Às paisagens de tirar o fôlego, da montanha, do deserto coberto de neve, das casas construídas na encosta, com que Lamas abre o filme segue-se um plano fixo sobre uma passagem da mina obscura. Passagem é o termo, já que durante os quase 60 minutos do plano vêem-se passar, de forma quase contínua, para cima e para baixo, mineiros em fatos térmicos, reflectores, com capacetes equipados com lanternas cuja luz caminhante nos permite vislumbrar os contornos do caminho. Sobre o som do palmilhar dos mineiros e da água fria que escorre das paredes, ouvem-se testemunhos de habitantes locais: o casal desalentado que coloca a última fé, e o último dinheiro emprestado, na terra inóspita onde o homem poderá trabalhar numa mina e a mulher, a quem a tradição impede de fazer o mesmo, trabalhar ao relento, separando pedrinhas de ouro das sobras daquilo que vem da mina. Apesar de ter de aprender tudo sozinha – é o salve-se quem puder –, a mulher tem mais sucesso que o homem. Talvez neste caso isso não seja um problema, mas a “independência” das mulheres da zona – as pallanqueras, filhas de Awichita –, livres de venderem o ouro que encontram, deixa alguns homens descontentes. Ou pelo menos é isso que interlocutoras de um programa de rádio local vão dizendo. Muitas histórias se cruzam nesta rádio que ouvimos ao fundo, embutida na água infiltrada da mina: histórias de miséria, de ganância, de pancadaria, de humilhação, de alcoolismo e de prostituição. Oprimidos pelos contratantes, oprimidos pela ambição e pelo individualismo daquela terra de ninguém, os homens entregam-se à cerveja e às mulheres. O pouco dinheiro que retiram do trabalho que lhes tira a vida, gastam-no a esquecê-lo, tal qual nos livros de Zola. O ouro é cada vez mais raro. A esperança de uma vida melhor, que financeiramente até poderá chegar para os mais comedidos, transforma-se na esperança de uma vida que não se acabe a cada descida. Para isso, fazem-se rituais, sacrificam-se fetos de animais (ou de humanos).
Com o fim do plano do interior da mina, acaba-se o anonimato daqueles que falam. Atenua-se, também, a intranquilidade do espectador confrontado com uma hora de amargura velada na escuridão da mina da terra de ninguém – literalmente, já que nenhum indivíduo se ilumina para a câmara.

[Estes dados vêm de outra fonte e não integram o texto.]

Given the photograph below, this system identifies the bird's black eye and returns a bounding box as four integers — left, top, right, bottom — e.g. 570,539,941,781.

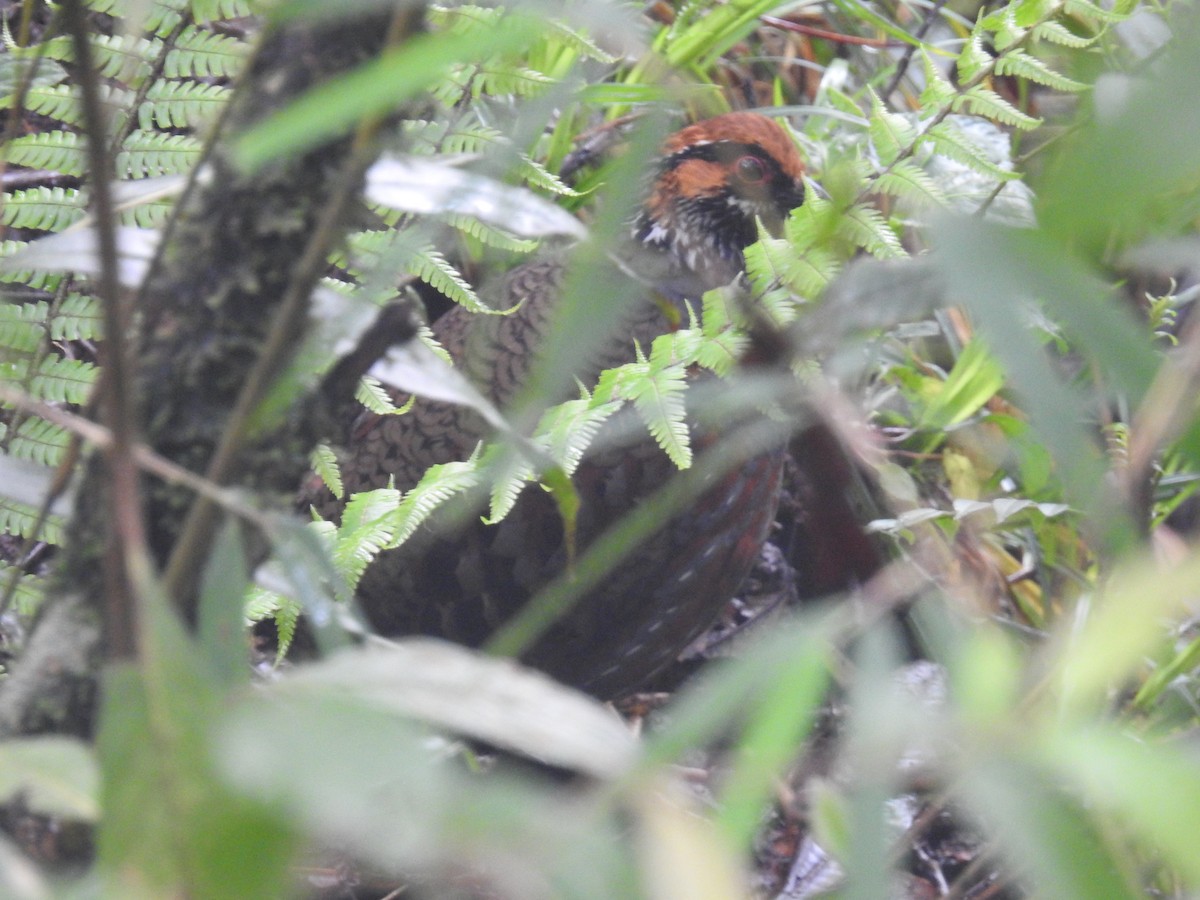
734,156,767,185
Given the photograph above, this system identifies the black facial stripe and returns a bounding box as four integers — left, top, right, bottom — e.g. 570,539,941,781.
662,140,786,181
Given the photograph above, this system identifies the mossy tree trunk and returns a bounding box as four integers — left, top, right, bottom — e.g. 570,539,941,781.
0,5,420,736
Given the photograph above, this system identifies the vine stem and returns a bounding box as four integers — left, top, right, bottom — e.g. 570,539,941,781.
62,0,149,659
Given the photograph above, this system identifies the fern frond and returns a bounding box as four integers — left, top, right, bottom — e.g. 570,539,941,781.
866,91,917,166
30,356,96,403
920,120,1018,181
0,84,83,126
404,246,496,313
871,160,946,205
0,300,50,354
950,84,1042,131
445,215,538,253
470,62,556,100
1033,20,1099,50
308,444,346,499
0,493,62,544
49,294,104,341
546,19,618,66
838,204,908,259
354,376,412,415
5,131,88,178
88,0,188,37
8,418,71,466
0,187,84,232
630,335,691,469
116,131,204,179
190,0,257,24
138,80,230,131
162,26,246,78
91,34,162,88
0,241,62,293
996,50,1087,94
0,563,46,618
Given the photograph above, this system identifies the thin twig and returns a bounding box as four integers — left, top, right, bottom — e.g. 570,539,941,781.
880,0,948,103
62,0,146,659
758,13,902,48
164,10,422,617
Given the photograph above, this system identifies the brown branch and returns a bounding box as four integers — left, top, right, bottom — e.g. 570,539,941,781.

Na segunda parte do filme, Lamas diversifica os planos e imprime-lhes algum movimento para desvelar o quotidiano daquele povo (mais de 50 mil habitantes) e para o voltar a trazer para o domínio do alumiado, do humano. Começa por mostrar-nos as mulheres que antes ouvíamos pelo intermédio da rádio. Elas suportam o frio, a escuridão, e o trabalho extenuante, mascando coca. Mesmo quando não o fazem “lá em baixo”, com os maridos, são obrigadas a fazê-lo nas pausas do laboro para aguentar as dores de cabeça e ultrapassar a fadiga. Talvez que não vão beber no botequim para esquecer o dia, talvez que não andem a cambalear pelas ruas enlameadas onde se urina por entre os que passam, mas o seu quotidiano é tanto o dos estimulantes quanto o dos homens.
O salve-se quem puder é a constante de ambos os sexos, de todas as idades. Também por isso, para acudir ao desespero dos andrajos, dos gases poluentes, da lama e dos excrementos, do frio, do escuro e da neve, a religião continua a funcionar como o melhor estimulante, mais que não seja por ser comummente aceite e desejável. Os cultos misturam rituais pagãos e cristãos, sacrificam-se animais, rezam-se Pais Nossos, recitam-se lengalengas e, claro, bebe-se e dança-se com a bênção divina. A festa e a fé dão as mãos para fazer esquecer a vida que a elas obriga. Estamos perante aquele ciclo fechado comum a todas as vidas, mas mais flagrante nas vidas que se consideram miseráveis. Lamas tem o cuidado de dar tratar de forma análoga as histórias de desespero, de privação, e as histórias de tirania, de perversão. O contraste entre a paisagem inacessível (desejada) e a vida dura de trabalho e perdição é o exacerbar de um contraste com que o espectador sensível se sentirá obrigado a identificar. A terra prometida, Eldorado, não está aqui, mas não está, tão-pouco, em nenhum outro lugar.